Fluktuasi sumber makanan utama, termasuk jagung, beras, gandum musim semi, dan kedelai, serta padang rumput ternak dan perikanan, semuanya diperhitungkan dalam model.
Sementara distribusi makanan di antara negara-negara yang tidak langsung terlibat dalam perang nuklir akan bergantung sebagian pada aliansi politik yang ada, rute perdagangan, dan faktor manusia lainnya yang tidak dapat dimasukkan ke dalam model iklim yang digunakan dalam penelitian ini.

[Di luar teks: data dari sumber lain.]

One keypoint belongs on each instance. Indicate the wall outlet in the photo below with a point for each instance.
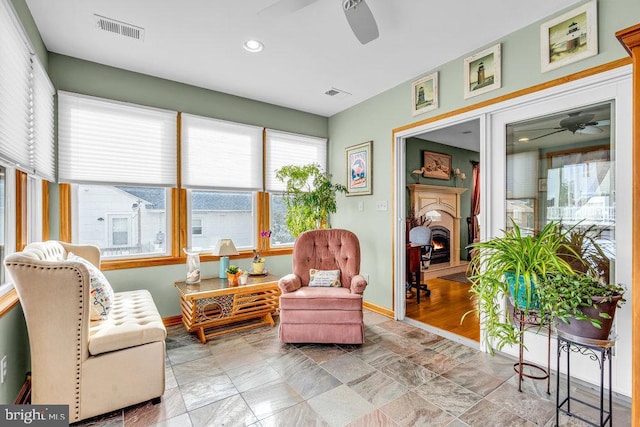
(3, 369)
(381, 205)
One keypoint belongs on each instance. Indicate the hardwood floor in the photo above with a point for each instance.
(445, 307)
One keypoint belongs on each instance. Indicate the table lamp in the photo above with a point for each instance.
(223, 249)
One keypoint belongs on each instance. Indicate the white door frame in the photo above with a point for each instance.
(608, 85)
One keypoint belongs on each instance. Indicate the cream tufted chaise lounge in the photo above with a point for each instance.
(93, 366)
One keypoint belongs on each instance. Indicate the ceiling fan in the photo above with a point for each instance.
(576, 123)
(357, 12)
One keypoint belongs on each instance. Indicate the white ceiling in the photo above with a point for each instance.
(307, 52)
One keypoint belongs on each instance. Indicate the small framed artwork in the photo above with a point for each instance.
(482, 72)
(359, 177)
(436, 165)
(569, 37)
(425, 94)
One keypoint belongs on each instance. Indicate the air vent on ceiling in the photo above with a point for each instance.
(118, 27)
(337, 93)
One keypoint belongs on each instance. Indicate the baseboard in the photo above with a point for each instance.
(378, 309)
(172, 321)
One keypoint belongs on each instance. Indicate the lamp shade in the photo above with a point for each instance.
(225, 247)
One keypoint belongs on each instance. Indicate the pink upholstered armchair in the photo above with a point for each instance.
(316, 306)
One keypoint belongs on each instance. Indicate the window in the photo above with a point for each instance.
(120, 160)
(285, 148)
(196, 226)
(559, 168)
(120, 231)
(26, 136)
(222, 171)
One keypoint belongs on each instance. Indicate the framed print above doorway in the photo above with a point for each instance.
(570, 37)
(482, 72)
(425, 94)
(436, 165)
(359, 177)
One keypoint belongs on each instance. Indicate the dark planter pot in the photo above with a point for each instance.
(584, 328)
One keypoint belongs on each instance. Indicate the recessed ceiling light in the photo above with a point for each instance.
(253, 46)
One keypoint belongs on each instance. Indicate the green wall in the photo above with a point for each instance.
(375, 119)
(460, 159)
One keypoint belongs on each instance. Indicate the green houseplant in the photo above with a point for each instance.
(581, 304)
(514, 264)
(310, 196)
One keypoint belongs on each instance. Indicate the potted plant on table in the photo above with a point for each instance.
(514, 265)
(310, 196)
(233, 274)
(581, 304)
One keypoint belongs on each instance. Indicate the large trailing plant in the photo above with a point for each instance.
(310, 196)
(563, 297)
(529, 259)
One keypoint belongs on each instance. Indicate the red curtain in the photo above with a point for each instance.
(475, 200)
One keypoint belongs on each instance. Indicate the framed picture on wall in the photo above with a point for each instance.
(482, 72)
(569, 37)
(436, 165)
(359, 165)
(425, 94)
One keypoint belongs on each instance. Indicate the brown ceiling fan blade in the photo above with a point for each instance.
(547, 134)
(284, 7)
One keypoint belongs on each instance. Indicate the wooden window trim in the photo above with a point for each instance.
(22, 219)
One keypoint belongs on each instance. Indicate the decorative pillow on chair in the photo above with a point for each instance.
(101, 291)
(324, 278)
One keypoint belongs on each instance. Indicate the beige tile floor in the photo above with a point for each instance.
(401, 376)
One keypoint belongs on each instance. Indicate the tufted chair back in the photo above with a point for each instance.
(327, 249)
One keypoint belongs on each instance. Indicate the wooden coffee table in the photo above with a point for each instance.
(213, 308)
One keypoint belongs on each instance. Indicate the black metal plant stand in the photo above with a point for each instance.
(597, 350)
(527, 319)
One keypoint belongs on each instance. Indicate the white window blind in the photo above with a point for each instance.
(15, 82)
(110, 142)
(42, 150)
(221, 155)
(291, 149)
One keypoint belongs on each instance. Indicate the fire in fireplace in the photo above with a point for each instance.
(440, 237)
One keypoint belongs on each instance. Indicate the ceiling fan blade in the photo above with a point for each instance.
(606, 122)
(361, 20)
(284, 7)
(547, 134)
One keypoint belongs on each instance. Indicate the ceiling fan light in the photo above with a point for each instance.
(253, 45)
(590, 130)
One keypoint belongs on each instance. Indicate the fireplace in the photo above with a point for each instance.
(442, 205)
(441, 238)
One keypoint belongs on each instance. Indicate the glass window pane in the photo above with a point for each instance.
(223, 214)
(123, 222)
(280, 235)
(560, 168)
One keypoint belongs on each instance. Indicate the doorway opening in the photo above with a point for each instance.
(442, 167)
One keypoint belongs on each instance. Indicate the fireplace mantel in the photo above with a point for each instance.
(446, 200)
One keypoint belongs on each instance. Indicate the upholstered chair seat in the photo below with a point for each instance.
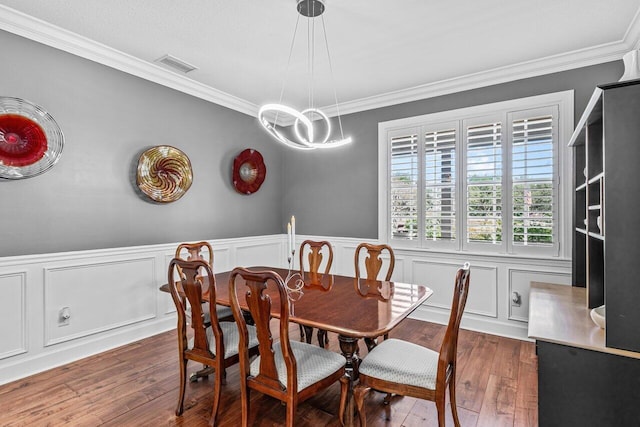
(230, 337)
(313, 363)
(402, 362)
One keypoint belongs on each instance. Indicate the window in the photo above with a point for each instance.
(484, 179)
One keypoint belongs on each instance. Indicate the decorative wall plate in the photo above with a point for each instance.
(164, 173)
(30, 139)
(249, 171)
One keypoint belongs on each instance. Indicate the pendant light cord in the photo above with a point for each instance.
(333, 80)
(286, 71)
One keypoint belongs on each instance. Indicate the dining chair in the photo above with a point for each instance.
(369, 255)
(290, 371)
(407, 369)
(214, 345)
(202, 251)
(311, 271)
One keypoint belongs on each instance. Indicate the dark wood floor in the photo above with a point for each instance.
(136, 385)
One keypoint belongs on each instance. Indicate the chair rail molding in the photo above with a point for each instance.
(40, 286)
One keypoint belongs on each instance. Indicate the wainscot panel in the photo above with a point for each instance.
(111, 297)
(13, 305)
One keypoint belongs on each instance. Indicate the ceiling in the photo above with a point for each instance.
(382, 52)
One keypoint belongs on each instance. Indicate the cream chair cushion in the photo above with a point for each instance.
(231, 338)
(402, 362)
(313, 363)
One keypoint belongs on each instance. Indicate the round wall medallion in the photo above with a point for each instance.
(249, 171)
(30, 139)
(164, 173)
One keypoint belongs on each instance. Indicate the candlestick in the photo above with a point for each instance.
(293, 231)
(288, 239)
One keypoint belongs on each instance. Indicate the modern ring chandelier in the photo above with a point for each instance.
(311, 127)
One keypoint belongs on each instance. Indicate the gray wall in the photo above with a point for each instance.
(89, 199)
(335, 193)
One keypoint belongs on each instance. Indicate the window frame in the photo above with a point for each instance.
(509, 111)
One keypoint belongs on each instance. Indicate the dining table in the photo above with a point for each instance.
(353, 308)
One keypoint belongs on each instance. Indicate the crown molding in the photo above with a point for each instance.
(50, 35)
(577, 59)
(43, 32)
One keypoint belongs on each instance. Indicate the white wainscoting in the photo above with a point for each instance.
(113, 299)
(493, 280)
(111, 295)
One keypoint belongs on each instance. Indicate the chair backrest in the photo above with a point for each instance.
(193, 251)
(194, 277)
(261, 288)
(318, 254)
(373, 263)
(449, 345)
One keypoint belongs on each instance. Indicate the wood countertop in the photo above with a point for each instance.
(559, 314)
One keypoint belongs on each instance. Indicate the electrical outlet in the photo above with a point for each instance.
(64, 315)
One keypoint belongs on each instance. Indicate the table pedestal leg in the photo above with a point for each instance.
(349, 348)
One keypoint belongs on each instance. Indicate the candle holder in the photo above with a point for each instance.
(293, 282)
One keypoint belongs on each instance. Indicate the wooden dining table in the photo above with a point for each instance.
(352, 308)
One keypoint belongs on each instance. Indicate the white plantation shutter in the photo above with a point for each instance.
(532, 178)
(482, 179)
(404, 186)
(484, 183)
(440, 185)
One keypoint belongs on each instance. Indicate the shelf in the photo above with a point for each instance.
(596, 178)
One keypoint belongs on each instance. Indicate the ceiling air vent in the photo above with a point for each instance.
(175, 64)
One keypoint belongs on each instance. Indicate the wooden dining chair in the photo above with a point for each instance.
(373, 264)
(214, 345)
(289, 371)
(202, 251)
(311, 271)
(408, 369)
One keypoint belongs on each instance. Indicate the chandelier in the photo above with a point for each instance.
(310, 128)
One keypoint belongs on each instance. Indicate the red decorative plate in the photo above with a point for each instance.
(249, 171)
(30, 140)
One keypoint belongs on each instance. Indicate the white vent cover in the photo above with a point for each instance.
(175, 63)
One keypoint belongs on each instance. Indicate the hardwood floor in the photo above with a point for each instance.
(137, 385)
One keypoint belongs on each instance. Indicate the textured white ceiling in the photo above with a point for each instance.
(381, 51)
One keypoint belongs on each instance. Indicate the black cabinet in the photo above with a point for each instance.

Pola cuaca model menunjukkan penggerak angin, awan asap dan abu ke langit di atas produsen makanan utama seperti AS, China, Jerman, dan Inggris, pada akhirnya mengakibatkan penurunan 90% pasokan pangan dunia.
Mengingat bahwa AS dan Rusia, keduanya pengekspor makanan utama, akan melihat kapasitas produksi pangan mereka bisa terganggu jika tidak sepenuhnya dihancurkan oleh perang nuklir itu sendiri.
Hasilnya akan sangat menghancurkan bagi negara-negara yang bergantung pada impor pangan untuk bertahan hidup.
"Data memberitahu kita satu hal: Kita harus mencegah perang nuklir terjadi," kata profesor ilmu iklim dan rekan penulis studi Alan Robock.
Sementara memusnahkan umat manusia sepenuhnya akan membutuhkan persenjataan seukuran negara adidaya, seperti Rusia dan AS.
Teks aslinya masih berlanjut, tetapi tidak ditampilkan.